SUKABUMI — Gelombang ombak Pantai Cimaja, Sukabumi, kembali menjadi panggung dunia dengan digelarnya Cimaja Boardriders Open Pro Surf Competition 2025, sebuah ajang surfing internasional yang menandai pembukaan festival pariwisata Sukabumi Ngabumi 2025. Kompetisi ini diikuti oleh atlet selancar dari 11 negara, menjadikan Sukabumi sebagai sorotan utama dalam kalender sport tourism Indonesia.
Pantai Cimaja, yang terletak di Kecamatan Cikakak, Kabupaten Sukabumi, telah lama dikenal sebagai spot surfing terbaik di Jawa Barat, dengan ombak yang bisa mencapai 4 meter dan cocok untuk peselancar profesional. Musim terbaik untuk berselancar di kawasan ini adalah antara Mei hingga Oktober, saat ombak sedang tinggi dan konsisten.
Bupati Sukabumi, Asep Japar, menyatakan bahwa kompetisi ini bukan sekadar bagian dari peringatan Hari Jadi Kabupaten Sukabumi ke-155, tetapi juga strategi besar untuk memperkenalkan Ciletuh Palabuhanratu UNESCO Global Geopark (CPUGGp) sebagai destinasi wisata kelas dunia. “Potensi wisata bahari dan geopark kita sangat besar untuk mendongkrak perekonomian masyarakat melalui pariwisata dan ekonomi kreatif,” ujarnya.
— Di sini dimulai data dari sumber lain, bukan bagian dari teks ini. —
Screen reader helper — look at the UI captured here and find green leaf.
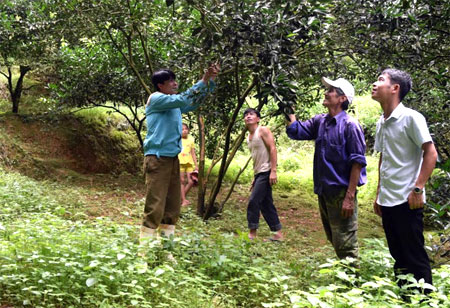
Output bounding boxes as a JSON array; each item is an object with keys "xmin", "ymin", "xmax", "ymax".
[{"xmin": 86, "ymin": 278, "xmax": 97, "ymax": 288}]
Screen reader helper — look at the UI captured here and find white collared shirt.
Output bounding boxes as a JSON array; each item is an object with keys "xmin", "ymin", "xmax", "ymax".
[{"xmin": 375, "ymin": 103, "xmax": 432, "ymax": 207}]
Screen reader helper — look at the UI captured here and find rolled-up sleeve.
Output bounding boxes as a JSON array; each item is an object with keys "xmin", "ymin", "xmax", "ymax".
[
  {"xmin": 346, "ymin": 122, "xmax": 367, "ymax": 167},
  {"xmin": 286, "ymin": 117, "xmax": 317, "ymax": 140}
]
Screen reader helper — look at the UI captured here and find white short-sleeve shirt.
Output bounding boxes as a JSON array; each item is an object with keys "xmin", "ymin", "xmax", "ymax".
[{"xmin": 375, "ymin": 103, "xmax": 432, "ymax": 206}]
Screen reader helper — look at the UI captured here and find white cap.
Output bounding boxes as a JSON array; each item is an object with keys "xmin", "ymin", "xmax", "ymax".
[{"xmin": 322, "ymin": 77, "xmax": 355, "ymax": 104}]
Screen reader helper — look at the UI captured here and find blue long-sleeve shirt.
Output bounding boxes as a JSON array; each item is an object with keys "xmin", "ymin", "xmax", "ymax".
[
  {"xmin": 286, "ymin": 111, "xmax": 367, "ymax": 195},
  {"xmin": 144, "ymin": 80, "xmax": 215, "ymax": 157}
]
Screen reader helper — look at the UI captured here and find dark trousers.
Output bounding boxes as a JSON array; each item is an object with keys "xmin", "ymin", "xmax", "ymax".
[
  {"xmin": 247, "ymin": 171, "xmax": 281, "ymax": 231},
  {"xmin": 142, "ymin": 155, "xmax": 181, "ymax": 229},
  {"xmin": 318, "ymin": 187, "xmax": 359, "ymax": 259},
  {"xmin": 381, "ymin": 202, "xmax": 432, "ymax": 285}
]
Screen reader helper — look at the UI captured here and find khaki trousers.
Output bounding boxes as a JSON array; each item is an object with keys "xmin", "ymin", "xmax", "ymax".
[
  {"xmin": 318, "ymin": 188, "xmax": 359, "ymax": 259},
  {"xmin": 143, "ymin": 155, "xmax": 181, "ymax": 229}
]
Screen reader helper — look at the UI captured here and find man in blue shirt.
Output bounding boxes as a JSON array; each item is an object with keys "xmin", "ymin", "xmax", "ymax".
[
  {"xmin": 140, "ymin": 65, "xmax": 219, "ymax": 244},
  {"xmin": 286, "ymin": 77, "xmax": 366, "ymax": 259}
]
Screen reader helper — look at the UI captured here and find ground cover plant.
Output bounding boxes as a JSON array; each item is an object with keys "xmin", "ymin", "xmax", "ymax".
[{"xmin": 0, "ymin": 166, "xmax": 450, "ymax": 307}]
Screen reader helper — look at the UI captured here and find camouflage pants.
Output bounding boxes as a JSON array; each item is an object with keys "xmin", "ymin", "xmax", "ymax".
[{"xmin": 318, "ymin": 188, "xmax": 359, "ymax": 259}]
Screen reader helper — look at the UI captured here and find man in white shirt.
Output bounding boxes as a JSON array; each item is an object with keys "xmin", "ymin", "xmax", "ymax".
[{"xmin": 372, "ymin": 69, "xmax": 437, "ymax": 293}]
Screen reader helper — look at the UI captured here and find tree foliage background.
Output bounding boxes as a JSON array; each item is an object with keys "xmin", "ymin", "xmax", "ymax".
[{"xmin": 0, "ymin": 0, "xmax": 450, "ymax": 217}]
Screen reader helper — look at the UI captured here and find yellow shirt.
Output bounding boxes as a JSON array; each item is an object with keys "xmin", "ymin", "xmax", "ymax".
[{"xmin": 178, "ymin": 135, "xmax": 195, "ymax": 166}]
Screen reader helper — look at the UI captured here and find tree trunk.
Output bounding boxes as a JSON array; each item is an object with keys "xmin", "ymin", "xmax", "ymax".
[
  {"xmin": 197, "ymin": 114, "xmax": 206, "ymax": 217},
  {"xmin": 8, "ymin": 65, "xmax": 31, "ymax": 113},
  {"xmin": 203, "ymin": 75, "xmax": 257, "ymax": 220}
]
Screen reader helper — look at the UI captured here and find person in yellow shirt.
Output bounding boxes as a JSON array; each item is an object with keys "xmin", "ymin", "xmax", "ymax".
[{"xmin": 178, "ymin": 123, "xmax": 198, "ymax": 206}]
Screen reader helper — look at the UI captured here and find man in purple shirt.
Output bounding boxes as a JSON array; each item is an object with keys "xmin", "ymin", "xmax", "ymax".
[{"xmin": 286, "ymin": 77, "xmax": 366, "ymax": 264}]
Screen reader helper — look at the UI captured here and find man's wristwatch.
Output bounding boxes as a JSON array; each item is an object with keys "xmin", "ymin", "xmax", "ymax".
[{"xmin": 413, "ymin": 187, "xmax": 423, "ymax": 194}]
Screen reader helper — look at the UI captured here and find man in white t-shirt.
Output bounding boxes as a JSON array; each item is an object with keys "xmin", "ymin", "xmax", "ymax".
[{"xmin": 372, "ymin": 69, "xmax": 437, "ymax": 293}]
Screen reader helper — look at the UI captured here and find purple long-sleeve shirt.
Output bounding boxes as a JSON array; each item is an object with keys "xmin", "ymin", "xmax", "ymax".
[{"xmin": 286, "ymin": 111, "xmax": 367, "ymax": 195}]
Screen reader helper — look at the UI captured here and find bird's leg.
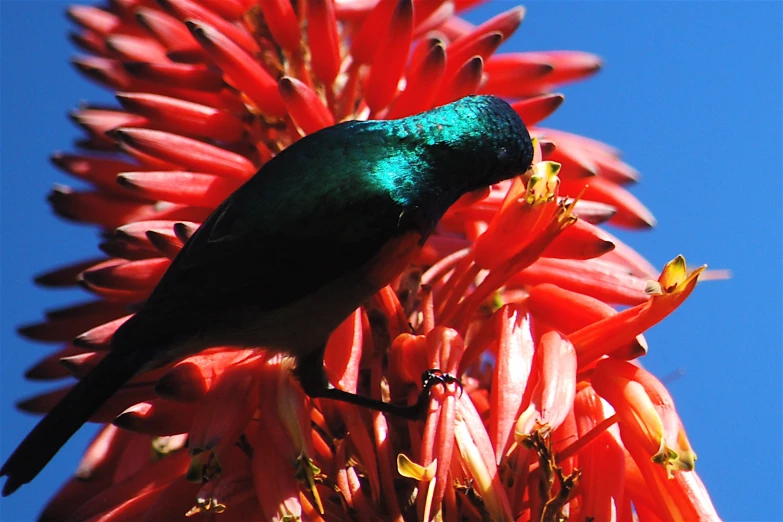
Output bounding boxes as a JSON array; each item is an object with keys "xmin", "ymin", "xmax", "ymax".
[{"xmin": 294, "ymin": 347, "xmax": 461, "ymax": 420}]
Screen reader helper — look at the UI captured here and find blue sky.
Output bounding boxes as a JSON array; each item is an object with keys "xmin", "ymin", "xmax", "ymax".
[{"xmin": 0, "ymin": 0, "xmax": 783, "ymax": 521}]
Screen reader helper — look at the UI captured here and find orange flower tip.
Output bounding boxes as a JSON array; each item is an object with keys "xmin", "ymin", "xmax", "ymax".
[
  {"xmin": 699, "ymin": 269, "xmax": 734, "ymax": 281},
  {"xmin": 155, "ymin": 363, "xmax": 207, "ymax": 402},
  {"xmin": 114, "ymin": 172, "xmax": 143, "ymax": 191},
  {"xmin": 185, "ymin": 19, "xmax": 212, "ymax": 45},
  {"xmin": 645, "ymin": 255, "xmax": 707, "ymax": 295},
  {"xmin": 536, "ymin": 137, "xmax": 557, "ymax": 156}
]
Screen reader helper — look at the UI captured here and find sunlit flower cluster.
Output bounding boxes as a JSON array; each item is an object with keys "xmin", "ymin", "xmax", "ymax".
[{"xmin": 15, "ymin": 0, "xmax": 718, "ymax": 522}]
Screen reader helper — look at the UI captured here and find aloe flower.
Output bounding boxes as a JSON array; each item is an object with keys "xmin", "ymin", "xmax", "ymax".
[{"xmin": 13, "ymin": 0, "xmax": 718, "ymax": 522}]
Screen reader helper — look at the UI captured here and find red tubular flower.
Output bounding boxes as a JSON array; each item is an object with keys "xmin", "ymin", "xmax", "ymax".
[{"xmin": 13, "ymin": 0, "xmax": 717, "ymax": 521}]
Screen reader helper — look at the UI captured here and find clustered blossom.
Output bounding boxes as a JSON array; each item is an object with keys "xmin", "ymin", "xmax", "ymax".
[{"xmin": 13, "ymin": 0, "xmax": 718, "ymax": 521}]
Kepala Dinas Pariwisata Kabupaten Sukabumi, Sendi Apriadi, menambahkan bahwa event ini menjadi momentum emas untuk memperkuat posisi Sukabumi di peta pariwisata global. “Pantai Cimaja sudah lama dikenal sebagai surganya para peselancar, dan kini kita kombinasikan dengan promosi budaya, kuliner, serta destinasi lain yang tak kalah menarik,” katanya.